By and large, however, the Court throughout its history has reflected national sentiments about constitutional issues more frequently than it has tried (in vain) to check them. For this reason, fears about judicial tyranny have always seemed more urgent to interests on both sides of the political spectrum than to the American people themselves.
Marbury v. Madison decision established an air of supremacy
The Marbury v. Madison decision of 1803 serves as the basis for when the Supreme Court took on an air of supremacy in its progression from Judicial Review to Judicial Activism.
It was Chief Justice John Marshall who declared in 1803 in Marbury v. Madison that “it is emphatically the province and duty of the judicial department to say what the law is.” As such, legal scholars consider Marbury v. Madison a central text for understanding the role of the Courts to interpret law in light of the Constitution, known as judicial review. Accordingly, proponents of judicial review pointed to Chief Justice John Marshall’s decision in Marbury as a source supporting the view that the Supreme Court has the final say on what the Constitution means.
Thomas Jefferson lamented that allowing the Constitution to mean whatever the Court says it means would make the Constitution “a mere thing of wax in the hands of the judiciary, which they may twist and shape into any form they please.”
Not until 1857 when the Supreme Court struck down the Missouri Compromise in Dred Scott v. Sanforddid the Court find another act of Congress unconstitutional.
The power of judicial review was used sparingly for the next several decades until early in the 20th Century when the Court began striking down federal laws more often than ever before. John Marshall’s 1803 decision in Marbury vs. Madison was often cited by proponents of judicial review as a source to support their view that the Supreme Court has the final say on what the Constitution means.
In Cooper v. Aaron the Supreme Court fully displayed its omnipotence
The 1955 Supreme Court decision of Cooper v. Aaron has been identified as the case in which the Court fully displayed its omnipotence. That case ruled school segregation to be illegal not only in Arkansas, but their ruling extended beyond the state of Arkansas to become the “supreme law of the land”, further demanding that all states must adhere to the ruling. Their decision might have been popular in most states, which could account for the lack of significant outrage over the Court’s broader ruling, but the more significant problem is that it sets a precedent which has now escalated into what a growing number of Constitutionalists describe as a Supreme Court that has exceeded the intent and bounds of their branch of government.

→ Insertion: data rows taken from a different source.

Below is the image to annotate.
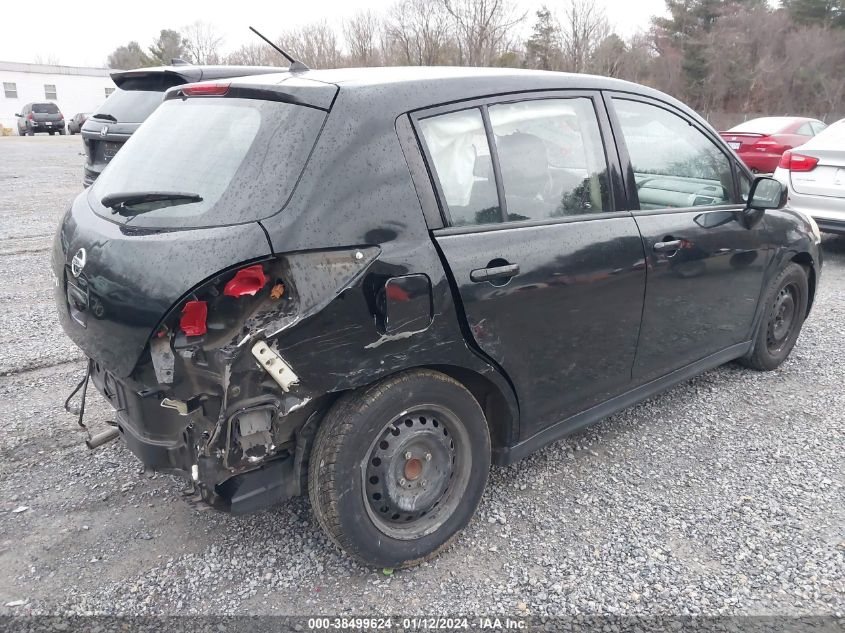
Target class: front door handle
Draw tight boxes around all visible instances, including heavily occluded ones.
[469,264,519,283]
[654,240,684,253]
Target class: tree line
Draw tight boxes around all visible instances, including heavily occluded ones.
[108,0,845,120]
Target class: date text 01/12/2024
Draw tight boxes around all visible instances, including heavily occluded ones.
[308,617,526,631]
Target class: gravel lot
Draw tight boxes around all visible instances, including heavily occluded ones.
[0,137,845,616]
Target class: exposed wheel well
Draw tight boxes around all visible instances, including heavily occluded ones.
[792,253,816,315]
[428,365,515,449]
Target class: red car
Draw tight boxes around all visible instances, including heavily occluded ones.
[719,116,827,174]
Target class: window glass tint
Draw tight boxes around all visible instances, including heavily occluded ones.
[736,166,751,202]
[420,109,502,226]
[488,98,609,220]
[613,99,733,209]
[89,98,325,227]
[32,103,59,114]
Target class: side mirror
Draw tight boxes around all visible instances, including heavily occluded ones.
[745,176,787,211]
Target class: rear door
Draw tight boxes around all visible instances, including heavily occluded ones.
[414,92,645,437]
[608,94,769,382]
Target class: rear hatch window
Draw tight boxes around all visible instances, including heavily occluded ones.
[88,98,326,228]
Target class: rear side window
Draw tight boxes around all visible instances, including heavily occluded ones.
[32,103,59,114]
[613,98,734,209]
[89,98,326,227]
[488,97,609,221]
[420,108,502,226]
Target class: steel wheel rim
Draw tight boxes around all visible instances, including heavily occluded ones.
[361,404,472,540]
[766,283,800,353]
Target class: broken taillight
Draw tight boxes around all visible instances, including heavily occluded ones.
[223,264,267,297]
[179,301,208,336]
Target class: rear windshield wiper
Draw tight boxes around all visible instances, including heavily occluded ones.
[100,191,202,215]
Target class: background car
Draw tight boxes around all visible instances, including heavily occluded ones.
[774,119,845,235]
[82,60,279,187]
[67,112,91,135]
[15,103,65,136]
[719,117,825,174]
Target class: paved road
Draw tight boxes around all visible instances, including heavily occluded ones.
[0,137,845,616]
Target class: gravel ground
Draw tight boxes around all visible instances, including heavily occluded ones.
[0,137,845,616]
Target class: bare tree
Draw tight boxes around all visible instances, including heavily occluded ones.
[223,42,288,68]
[384,0,453,66]
[443,0,527,66]
[182,20,223,64]
[277,20,344,68]
[561,0,611,73]
[343,11,382,66]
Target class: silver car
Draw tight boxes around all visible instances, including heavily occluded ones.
[774,119,845,235]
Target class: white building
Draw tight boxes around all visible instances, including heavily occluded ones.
[0,62,115,134]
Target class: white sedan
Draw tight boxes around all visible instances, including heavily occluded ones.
[774,119,845,235]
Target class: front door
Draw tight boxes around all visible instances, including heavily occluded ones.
[611,96,770,382]
[417,94,645,437]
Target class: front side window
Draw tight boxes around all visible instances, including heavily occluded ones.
[488,97,610,221]
[613,98,734,209]
[420,108,502,226]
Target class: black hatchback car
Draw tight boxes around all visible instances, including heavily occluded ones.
[77,60,279,187]
[53,68,822,567]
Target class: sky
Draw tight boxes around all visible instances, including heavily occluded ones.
[0,0,665,66]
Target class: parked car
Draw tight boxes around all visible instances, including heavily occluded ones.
[52,68,822,567]
[720,117,825,174]
[67,112,91,135]
[774,119,845,235]
[82,60,279,187]
[15,102,65,136]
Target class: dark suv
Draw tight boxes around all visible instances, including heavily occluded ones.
[81,60,279,187]
[52,68,821,567]
[15,102,65,136]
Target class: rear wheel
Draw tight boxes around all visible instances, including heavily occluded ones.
[740,262,808,371]
[308,370,490,568]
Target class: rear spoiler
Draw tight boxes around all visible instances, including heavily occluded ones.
[164,72,338,112]
[110,63,285,88]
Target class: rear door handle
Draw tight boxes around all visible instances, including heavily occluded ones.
[654,240,683,253]
[469,264,519,283]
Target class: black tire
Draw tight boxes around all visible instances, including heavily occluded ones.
[740,262,809,371]
[308,370,490,568]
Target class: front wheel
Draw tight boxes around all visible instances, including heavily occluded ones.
[308,370,490,568]
[740,262,809,371]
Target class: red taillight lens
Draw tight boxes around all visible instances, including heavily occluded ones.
[778,151,819,171]
[179,301,208,336]
[182,84,229,97]
[223,264,267,297]
[754,138,786,154]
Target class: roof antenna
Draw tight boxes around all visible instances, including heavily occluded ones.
[249,27,311,73]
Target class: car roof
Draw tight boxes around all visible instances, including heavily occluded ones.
[211,66,691,115]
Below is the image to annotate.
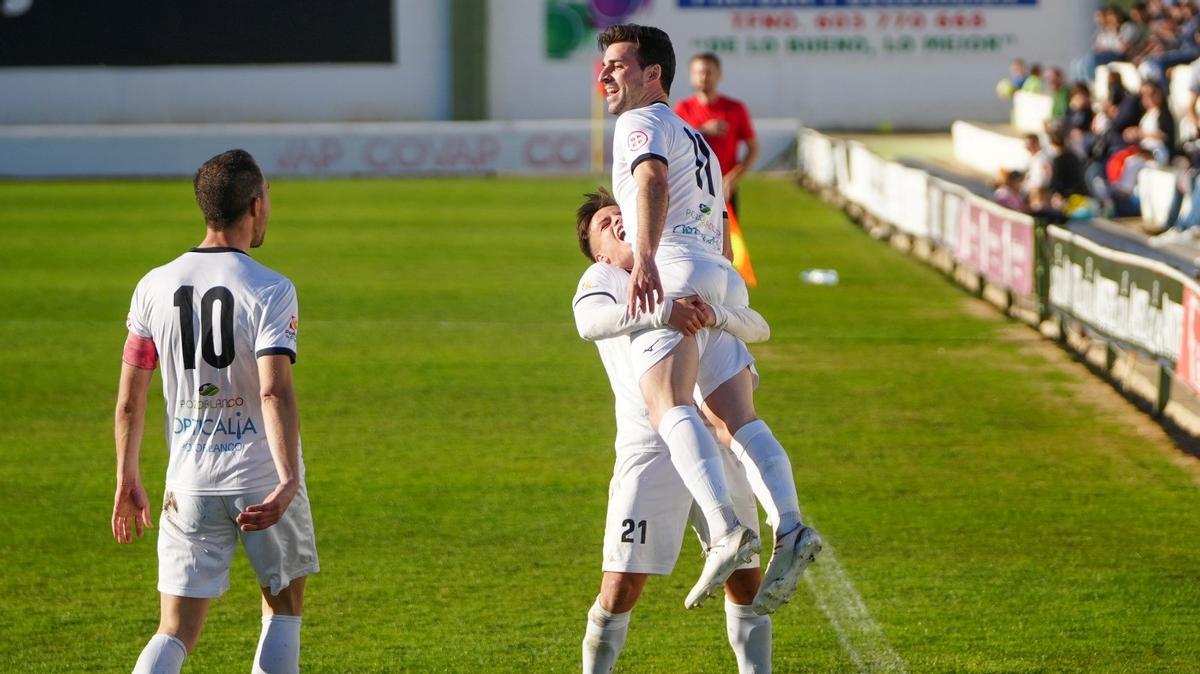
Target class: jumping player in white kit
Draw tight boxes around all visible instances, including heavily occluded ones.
[113,150,319,674]
[572,189,772,674]
[598,24,821,613]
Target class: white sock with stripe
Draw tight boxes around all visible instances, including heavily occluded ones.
[133,634,187,674]
[725,597,770,674]
[659,405,738,534]
[583,597,632,674]
[251,615,304,674]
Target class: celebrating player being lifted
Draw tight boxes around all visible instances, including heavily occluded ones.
[572,189,770,674]
[113,150,318,674]
[599,24,821,613]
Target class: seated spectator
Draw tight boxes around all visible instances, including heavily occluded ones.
[1021,133,1054,205]
[1062,82,1096,154]
[1042,67,1070,120]
[991,170,1028,212]
[1021,64,1042,94]
[1138,11,1200,84]
[1150,150,1200,246]
[1072,7,1138,82]
[1092,145,1154,217]
[1180,48,1200,140]
[1121,82,1175,164]
[1130,14,1180,65]
[996,59,1030,98]
[1046,126,1091,210]
[1092,73,1146,163]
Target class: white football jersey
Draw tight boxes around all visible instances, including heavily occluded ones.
[612,103,725,260]
[126,248,304,494]
[571,263,666,452]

Following this article we will address the importance of reigning in judicial supremacy, perceived by some Constitutional lawyers as a failed feature of big government, inconsistent with what our founders fought a revolution to establish.
In accordance to Article 1, Section 7 of our Constitution, the Supreme Court is not mentioned anywhere. That tells us that the Supreme Court has absolutely no role to play in creating or amending our laws. Justices simply have the power to judge and interpret the laws as they were enacted. Lacking a push back against judicial tyranny, the Court will become more bold in its assumption of omnipotence in imposing its will upon the American people in a blatant disregard for the Constitution.